Insights and resources for investigating breast cancer interactions with immune cells
Wu et al. show that CD11c+ myeloid cells in breast tumors produce IL1β in response to interactions with tumor cell TGFβ, an inflammatory signature with a poor prognosis, but blocking either cytokine inhibits tumor progression. Azizi et al. use high-dimensional single-cell analysis to compare breast tumor T and myeloid cells to cells in other tissues. T cells do not have a limited number of discrete activation states but operate in a continuum. Michea et al.'s complementary study focuses on the differences in DC subsets between luminal and triple-negative breast tumors and shows how distinct microenvironments affected different DC subsets.
When it pays to have strong TCR signals and when the influence of TCR wanes
How important is TCR signal strength to specific immune responses? Snook et al. find that the strength of TCR signals affects CD4+ T-cell fate: strong signals lead to development of TH1 cells, whereas lower strength leads to development of memory and follicular TH cells. Richard et al. analyzed single-cells and find that the frequency of CD8+ T cell activation is increased by stronger TCR signals, but crossing the cell's activation threshold gives similar effector function for high- and low-affinity stimulation.

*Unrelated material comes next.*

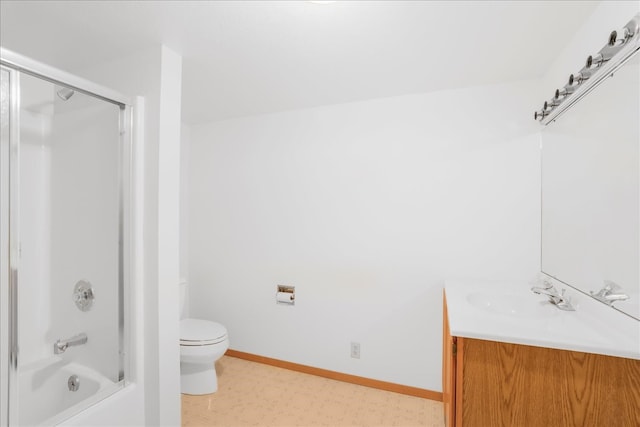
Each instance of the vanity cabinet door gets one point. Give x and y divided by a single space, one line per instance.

Reprogramming human T-cell function and specificity with non-viral genome targeting
A CRISPR-Cas9 targeting system allowed for efficient insertion of over one kilobase of DNA at specific sites in primary human T cells, without affecting their function or viability. Using this platform, a pathogenic mutation was corrected that improved cell function, and T cells with TCRs engineered with a desired tumor antigen specificity were generated and showed effective antitumor responses. This provides a useful technique for rapidly and efficiently engineering immune cells for therapeutic purposes.
MHC proteins confer differential sensitivity to CTLA-4 and PD-1 blockade in untreated metastatic melanoma
Immune checkpoint blockade with combination anti–CTLA-4 and anti–PD-1 has benefited patients with advanced melanoma more than either therapy alone. Low, or complete lack of, MHC class I on tumor cells is a key predictor of anti–CTLA-4 resistance in patients, whereas tumor cell MHC class II expression and a pre-existing IFNγ response can predict anti–PD-1 responsiveness. Thus, the benefits of immune checkpoint blockade may be partly attributable to distinct antigen presentation pathways and the antitumor responses induced.
Immune-based mechanisms of tumor resistance
Chen et al. find that blocking PD-1/PD-L1 interactions in solid tumors can induce resistance through upregulation of CD38 on tumor cells, resulting in suppression of T cells. Combining CD38 blockade with anti–PD-L1 improves antitumor responses. Calcinotto et al. find that the mechanism for resistance to androgen-deprivation therapy in prostate cancer relies on the IL23 produced by MDSCs, which sustains androgen receptor signaling in prostate tumor cells. Inactivation of IL23 restores sensitivity to deprivation therapy in mice.
Biological consequences of cis vs. trans binding of PD-1 and its ligands to their binding partners
Interaction of PD-1 on T cells and PD-L1 on APCs or tumor cells inhibits T-cell responses. Zhao et al. find that PD-1 is co-expressed with PD-L1 on tumor cells and tumor-infiltrating APCs, which allows for binding in cis. This interaction blocks T-cell PD-1 binding in trans and prevents inhibitory signaling. Chaudhri et al. show that B7-1 also binds PD-L1, but only in cis. This B7-1/PD-L1 cis interaction can competitively block PD-1 binding. Thus, competition for binding to PD-L1 in cis and in trans needs to be considered when developing immunotherapies.